As Jesus could tell you, having such an ample following means that countless competing and even mutually exclusive interpretations of your teachings vie to be seen as the true continuation of the legacy. With Hendrix, most listeners came away mimicking his flashiest moments—the lightning solos, the warped guitar effects, the deafening explosions of feedback. This, of course, is what made him such a hero to the white audience, but underneath it all was a greasy, down-home core that he had fortified in his rough years on the chitlin circuit, playing with such luminaries as the Isley Brothers and Little Richard. He may have expanded on that core to brilliant extents in his solo work, but he never forsook it. In a long-standing debate with his friendly rival, Eric Clapton, Hendrix insisted that the heart of the blues was rhythm, not the phrasing of the lead guitar. That he was right explains how he could venture a great distance from the old I-IV-V and still sound more blues than Clapton doing a sledgehammer take on “Spoonful” with Cream. He wasn’t interested in being a purist (i.e., pretentious thief), so the blues camp has never made quite as strong an effort to claim him as one of their own as might be expected for a man of his stature.

cover art

Jimi Hendrix

Martin Scorsese Presents the Blues: Jimi Hendrix

US: 9 Sep 2003
UK: 15 Sep 2003

It comes as some surprise, then, that Martin Scorsese has attempted to do just that by including him in his Martin Scorsese Presents the Blues series. The project’s major flaw is its rockcentric view, one that, despite its obvious reverence for the blues, imagines it as something of a prelude rather than a self-contained art form. This is probably what lets Hendrix sneak in, but it winds up being good for everyone that he did. His compilation thankfully expands Hendrix’s blues beyond just “Red House”, an overrated and frankly boring song that still finds its way into countless bar-band set lists. A few other tracks from his three studio albums are included as well, but for the most part, the album is comprised of cuts either previously unreleased or contained only on his box set. Hendrix aficionados who already have the box will surely decry this as one more in a long line of rip-offs from the Experience Hendrix folks, but it’s nevertheless a nice grab for would-be completists on a budget.

Yet it’s much more than simply a collection of leftovers for miserly die hards. As revisionist history, it’s a minor triumph, revealing a side of Hendrix unknown to all but a few. (An earlier compilation, the simply titled Blues, prevents this from being a bigger revelation.) For other rockers, a blues album could wind up demonstrating little more than their conservative side, but this turns out to be one of Hendrix’s more adventurous posthumous affairs. A couple of duds clutter the proceedings, and epic jam “Voodoo Chile” distracts from the overall spirit, but once the album achieves momentum, it’s striking.
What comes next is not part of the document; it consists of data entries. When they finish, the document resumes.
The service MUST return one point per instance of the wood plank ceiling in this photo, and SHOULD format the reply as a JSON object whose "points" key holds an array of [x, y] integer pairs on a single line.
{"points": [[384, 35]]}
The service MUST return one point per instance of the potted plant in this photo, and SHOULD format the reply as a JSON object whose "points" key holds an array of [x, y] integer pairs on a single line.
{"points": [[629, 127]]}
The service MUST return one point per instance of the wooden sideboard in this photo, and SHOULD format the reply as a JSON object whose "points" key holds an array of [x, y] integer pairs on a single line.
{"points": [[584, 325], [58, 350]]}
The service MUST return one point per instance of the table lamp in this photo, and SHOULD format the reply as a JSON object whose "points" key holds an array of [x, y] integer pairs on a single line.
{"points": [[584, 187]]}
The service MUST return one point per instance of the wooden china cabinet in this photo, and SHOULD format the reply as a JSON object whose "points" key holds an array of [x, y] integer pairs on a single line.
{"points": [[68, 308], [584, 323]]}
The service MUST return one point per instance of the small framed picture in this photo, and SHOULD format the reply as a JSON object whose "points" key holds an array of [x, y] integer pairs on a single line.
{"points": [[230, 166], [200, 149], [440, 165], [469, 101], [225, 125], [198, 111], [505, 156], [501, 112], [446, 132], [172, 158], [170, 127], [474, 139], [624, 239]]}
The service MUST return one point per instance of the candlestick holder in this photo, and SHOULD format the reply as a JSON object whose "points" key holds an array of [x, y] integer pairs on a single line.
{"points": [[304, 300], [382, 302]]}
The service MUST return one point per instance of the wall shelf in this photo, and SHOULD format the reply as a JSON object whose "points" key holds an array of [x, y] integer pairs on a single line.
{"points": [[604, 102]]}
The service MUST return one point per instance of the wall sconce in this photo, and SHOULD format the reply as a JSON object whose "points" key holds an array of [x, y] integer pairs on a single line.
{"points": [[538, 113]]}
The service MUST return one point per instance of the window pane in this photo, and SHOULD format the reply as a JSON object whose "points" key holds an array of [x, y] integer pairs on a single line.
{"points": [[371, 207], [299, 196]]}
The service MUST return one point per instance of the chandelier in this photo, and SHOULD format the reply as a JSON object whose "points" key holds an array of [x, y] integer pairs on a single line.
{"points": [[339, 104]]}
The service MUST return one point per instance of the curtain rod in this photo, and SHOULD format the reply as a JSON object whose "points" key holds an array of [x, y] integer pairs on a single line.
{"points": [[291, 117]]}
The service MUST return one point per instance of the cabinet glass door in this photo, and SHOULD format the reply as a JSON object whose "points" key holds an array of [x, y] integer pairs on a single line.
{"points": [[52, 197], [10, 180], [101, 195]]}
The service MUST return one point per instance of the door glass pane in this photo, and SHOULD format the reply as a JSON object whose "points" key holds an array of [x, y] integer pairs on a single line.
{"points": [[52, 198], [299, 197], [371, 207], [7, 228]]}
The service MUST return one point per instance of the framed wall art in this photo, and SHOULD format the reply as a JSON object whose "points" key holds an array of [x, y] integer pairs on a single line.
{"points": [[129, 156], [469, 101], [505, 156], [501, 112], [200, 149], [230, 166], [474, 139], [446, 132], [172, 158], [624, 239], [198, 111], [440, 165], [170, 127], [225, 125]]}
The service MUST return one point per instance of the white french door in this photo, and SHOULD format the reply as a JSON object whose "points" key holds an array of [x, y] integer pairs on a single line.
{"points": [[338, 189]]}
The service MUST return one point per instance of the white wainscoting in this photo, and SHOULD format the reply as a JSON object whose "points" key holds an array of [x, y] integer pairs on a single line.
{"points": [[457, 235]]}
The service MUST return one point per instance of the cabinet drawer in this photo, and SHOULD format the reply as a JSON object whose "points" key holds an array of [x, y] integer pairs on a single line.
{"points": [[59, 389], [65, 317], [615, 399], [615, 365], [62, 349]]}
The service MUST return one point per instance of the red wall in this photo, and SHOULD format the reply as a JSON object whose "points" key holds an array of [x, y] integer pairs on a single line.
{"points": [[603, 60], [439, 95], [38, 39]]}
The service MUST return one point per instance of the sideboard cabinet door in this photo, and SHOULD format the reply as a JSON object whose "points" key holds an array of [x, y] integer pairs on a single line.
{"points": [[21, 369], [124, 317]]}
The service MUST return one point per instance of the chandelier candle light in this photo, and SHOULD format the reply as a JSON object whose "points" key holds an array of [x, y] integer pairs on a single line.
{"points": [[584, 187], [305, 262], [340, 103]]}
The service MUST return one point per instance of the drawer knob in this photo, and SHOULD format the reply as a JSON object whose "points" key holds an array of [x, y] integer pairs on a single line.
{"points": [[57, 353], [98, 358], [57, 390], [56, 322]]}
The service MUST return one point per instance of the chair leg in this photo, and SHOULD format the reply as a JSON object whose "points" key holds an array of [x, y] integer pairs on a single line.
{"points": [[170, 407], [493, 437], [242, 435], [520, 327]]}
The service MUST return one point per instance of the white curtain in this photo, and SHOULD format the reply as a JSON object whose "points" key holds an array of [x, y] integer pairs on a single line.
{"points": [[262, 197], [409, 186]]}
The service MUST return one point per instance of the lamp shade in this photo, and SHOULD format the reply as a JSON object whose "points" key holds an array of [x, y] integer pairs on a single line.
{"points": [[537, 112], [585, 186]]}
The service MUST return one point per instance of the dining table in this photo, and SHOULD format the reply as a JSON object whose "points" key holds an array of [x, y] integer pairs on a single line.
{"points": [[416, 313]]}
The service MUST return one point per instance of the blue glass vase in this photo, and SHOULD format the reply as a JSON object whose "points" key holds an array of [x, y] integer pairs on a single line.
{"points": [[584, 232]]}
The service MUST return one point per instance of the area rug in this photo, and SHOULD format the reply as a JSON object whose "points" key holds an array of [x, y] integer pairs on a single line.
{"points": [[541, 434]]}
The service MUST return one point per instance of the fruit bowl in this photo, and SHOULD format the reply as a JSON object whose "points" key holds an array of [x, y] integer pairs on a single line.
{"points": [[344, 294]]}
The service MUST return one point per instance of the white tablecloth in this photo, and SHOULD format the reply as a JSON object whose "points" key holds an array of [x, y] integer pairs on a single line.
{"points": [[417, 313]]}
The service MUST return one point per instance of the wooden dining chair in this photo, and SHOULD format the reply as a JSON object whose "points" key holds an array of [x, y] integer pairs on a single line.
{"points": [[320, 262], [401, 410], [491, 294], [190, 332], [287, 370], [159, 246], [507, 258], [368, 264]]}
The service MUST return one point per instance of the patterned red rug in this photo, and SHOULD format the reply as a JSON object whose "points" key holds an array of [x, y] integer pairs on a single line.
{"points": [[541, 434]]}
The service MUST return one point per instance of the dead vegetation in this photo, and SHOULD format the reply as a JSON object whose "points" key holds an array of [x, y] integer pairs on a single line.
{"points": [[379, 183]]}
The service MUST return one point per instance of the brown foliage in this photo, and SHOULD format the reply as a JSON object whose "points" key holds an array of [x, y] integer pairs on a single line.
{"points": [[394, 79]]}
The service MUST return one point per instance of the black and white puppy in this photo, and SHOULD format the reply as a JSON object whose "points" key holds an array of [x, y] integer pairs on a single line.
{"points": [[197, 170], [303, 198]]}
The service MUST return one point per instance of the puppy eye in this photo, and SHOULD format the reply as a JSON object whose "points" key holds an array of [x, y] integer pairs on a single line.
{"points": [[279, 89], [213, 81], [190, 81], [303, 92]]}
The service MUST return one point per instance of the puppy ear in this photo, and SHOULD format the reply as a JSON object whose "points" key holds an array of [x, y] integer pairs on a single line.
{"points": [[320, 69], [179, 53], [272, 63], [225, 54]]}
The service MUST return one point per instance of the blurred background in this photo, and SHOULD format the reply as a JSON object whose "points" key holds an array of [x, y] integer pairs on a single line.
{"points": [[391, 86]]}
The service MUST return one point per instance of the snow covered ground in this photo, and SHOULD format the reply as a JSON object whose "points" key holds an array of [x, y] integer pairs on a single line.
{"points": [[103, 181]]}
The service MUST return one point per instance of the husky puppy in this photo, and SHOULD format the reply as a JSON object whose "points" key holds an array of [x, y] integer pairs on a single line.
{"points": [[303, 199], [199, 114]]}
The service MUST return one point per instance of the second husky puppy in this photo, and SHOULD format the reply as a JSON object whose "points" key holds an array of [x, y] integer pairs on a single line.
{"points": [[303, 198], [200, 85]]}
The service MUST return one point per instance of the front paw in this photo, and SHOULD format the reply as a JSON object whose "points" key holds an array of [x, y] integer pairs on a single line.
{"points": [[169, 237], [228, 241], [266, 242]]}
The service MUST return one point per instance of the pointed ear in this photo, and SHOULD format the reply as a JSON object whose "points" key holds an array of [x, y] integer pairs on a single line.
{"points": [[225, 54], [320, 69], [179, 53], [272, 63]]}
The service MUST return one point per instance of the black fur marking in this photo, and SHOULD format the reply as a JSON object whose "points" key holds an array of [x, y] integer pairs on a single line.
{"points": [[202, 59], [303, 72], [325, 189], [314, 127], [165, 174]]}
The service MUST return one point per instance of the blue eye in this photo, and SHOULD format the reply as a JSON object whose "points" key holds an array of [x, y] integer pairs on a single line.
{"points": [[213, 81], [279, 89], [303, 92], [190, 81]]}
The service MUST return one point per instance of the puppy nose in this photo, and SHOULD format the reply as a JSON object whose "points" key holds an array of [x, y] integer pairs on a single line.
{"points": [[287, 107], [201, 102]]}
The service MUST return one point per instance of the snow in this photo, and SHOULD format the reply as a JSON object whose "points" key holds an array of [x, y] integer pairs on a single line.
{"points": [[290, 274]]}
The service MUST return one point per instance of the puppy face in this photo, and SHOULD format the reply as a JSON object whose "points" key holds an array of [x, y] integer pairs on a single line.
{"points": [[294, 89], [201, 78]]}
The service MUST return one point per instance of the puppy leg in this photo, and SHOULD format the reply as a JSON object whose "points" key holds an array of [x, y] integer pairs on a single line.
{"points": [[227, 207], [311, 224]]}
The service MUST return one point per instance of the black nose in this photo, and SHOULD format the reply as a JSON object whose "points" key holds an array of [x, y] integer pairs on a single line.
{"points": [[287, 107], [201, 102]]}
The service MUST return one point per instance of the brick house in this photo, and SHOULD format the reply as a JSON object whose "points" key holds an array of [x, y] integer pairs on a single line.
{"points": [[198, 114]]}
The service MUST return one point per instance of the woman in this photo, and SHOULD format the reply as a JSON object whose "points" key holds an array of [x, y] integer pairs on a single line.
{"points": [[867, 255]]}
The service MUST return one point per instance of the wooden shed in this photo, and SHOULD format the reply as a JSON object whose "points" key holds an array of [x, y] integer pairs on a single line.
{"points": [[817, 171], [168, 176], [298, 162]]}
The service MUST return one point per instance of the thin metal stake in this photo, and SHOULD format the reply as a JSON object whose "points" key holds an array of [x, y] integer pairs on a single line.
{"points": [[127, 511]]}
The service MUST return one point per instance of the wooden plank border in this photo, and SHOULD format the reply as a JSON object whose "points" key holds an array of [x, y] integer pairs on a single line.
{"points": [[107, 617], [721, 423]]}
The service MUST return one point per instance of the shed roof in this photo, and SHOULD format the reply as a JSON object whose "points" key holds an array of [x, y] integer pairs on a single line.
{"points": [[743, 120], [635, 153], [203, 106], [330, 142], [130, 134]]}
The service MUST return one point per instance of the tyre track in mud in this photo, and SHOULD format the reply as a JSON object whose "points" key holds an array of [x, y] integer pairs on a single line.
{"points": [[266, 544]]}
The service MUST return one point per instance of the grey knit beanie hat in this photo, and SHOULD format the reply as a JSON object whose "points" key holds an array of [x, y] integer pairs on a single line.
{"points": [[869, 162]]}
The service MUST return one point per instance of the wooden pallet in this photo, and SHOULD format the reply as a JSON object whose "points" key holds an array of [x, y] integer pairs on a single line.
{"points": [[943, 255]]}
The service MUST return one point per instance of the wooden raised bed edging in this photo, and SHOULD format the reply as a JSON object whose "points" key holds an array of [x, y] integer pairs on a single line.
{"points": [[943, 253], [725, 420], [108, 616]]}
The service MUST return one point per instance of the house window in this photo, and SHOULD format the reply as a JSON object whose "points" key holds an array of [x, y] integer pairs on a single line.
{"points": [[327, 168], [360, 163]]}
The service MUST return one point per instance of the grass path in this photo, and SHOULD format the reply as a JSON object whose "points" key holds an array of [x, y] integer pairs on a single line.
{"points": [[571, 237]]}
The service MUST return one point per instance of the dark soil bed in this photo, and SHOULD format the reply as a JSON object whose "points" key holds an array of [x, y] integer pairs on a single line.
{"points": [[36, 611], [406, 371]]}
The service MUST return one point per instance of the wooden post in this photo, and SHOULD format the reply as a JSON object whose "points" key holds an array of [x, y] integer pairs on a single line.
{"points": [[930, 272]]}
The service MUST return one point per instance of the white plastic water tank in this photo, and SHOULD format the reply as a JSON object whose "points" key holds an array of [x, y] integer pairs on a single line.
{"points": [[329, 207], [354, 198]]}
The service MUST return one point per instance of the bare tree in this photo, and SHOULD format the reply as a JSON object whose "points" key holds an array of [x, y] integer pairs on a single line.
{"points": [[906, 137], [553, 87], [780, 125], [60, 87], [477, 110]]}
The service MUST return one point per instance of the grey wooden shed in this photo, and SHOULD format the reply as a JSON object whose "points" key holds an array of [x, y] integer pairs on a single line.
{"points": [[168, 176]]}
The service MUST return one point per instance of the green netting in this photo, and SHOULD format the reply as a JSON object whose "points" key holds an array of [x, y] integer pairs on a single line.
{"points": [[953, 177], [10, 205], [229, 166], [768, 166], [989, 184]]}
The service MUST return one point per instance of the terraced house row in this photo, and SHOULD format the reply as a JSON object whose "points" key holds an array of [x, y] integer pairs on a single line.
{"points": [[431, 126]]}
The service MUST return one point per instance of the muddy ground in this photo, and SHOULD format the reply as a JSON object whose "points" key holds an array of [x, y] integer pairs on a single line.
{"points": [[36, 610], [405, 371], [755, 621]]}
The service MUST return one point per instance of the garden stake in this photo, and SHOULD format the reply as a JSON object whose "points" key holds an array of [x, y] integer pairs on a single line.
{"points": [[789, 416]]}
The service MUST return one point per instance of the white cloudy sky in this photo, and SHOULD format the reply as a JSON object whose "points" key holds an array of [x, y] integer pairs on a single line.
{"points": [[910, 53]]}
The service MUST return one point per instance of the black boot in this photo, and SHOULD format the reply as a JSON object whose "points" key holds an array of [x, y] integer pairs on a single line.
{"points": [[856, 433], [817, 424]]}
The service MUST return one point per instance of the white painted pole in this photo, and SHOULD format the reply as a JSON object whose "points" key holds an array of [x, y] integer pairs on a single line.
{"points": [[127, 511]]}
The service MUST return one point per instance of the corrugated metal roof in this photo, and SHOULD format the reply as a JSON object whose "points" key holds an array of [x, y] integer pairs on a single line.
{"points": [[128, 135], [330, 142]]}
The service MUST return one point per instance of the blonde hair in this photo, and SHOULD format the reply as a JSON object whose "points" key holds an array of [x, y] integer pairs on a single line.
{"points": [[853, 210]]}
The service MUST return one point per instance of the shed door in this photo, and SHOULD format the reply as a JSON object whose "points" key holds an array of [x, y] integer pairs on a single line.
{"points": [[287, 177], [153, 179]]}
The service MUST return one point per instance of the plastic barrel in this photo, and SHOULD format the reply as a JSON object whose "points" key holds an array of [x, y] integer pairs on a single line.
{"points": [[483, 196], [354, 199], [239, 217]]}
The best tracks skip over the wanky soloing and mold the genre in Hendrix’s image. Not many people know how to do this without sounding ignorant or disrespectful, but with grounding as firm as Hendrix had, he can make a song as far out as “It’s Too Bad” or “Blue Window” sound authentic even when the listener has little idea what it’s being authentic to. As with Scorsese’s largely stellar box set, this album demonstrates a diversity of the blues that may be the best-kept secret in all of pop music. If you’re in one of the countless bands dumb enough to think that all blues are supposed to sound like variations on “Red House”, either shell out the sizeable chunk o’ change it takes to acquire the Scorsese box set to learn from many masters or just pick up Hendrix’s album to learn from one who can do the work of about a dozen.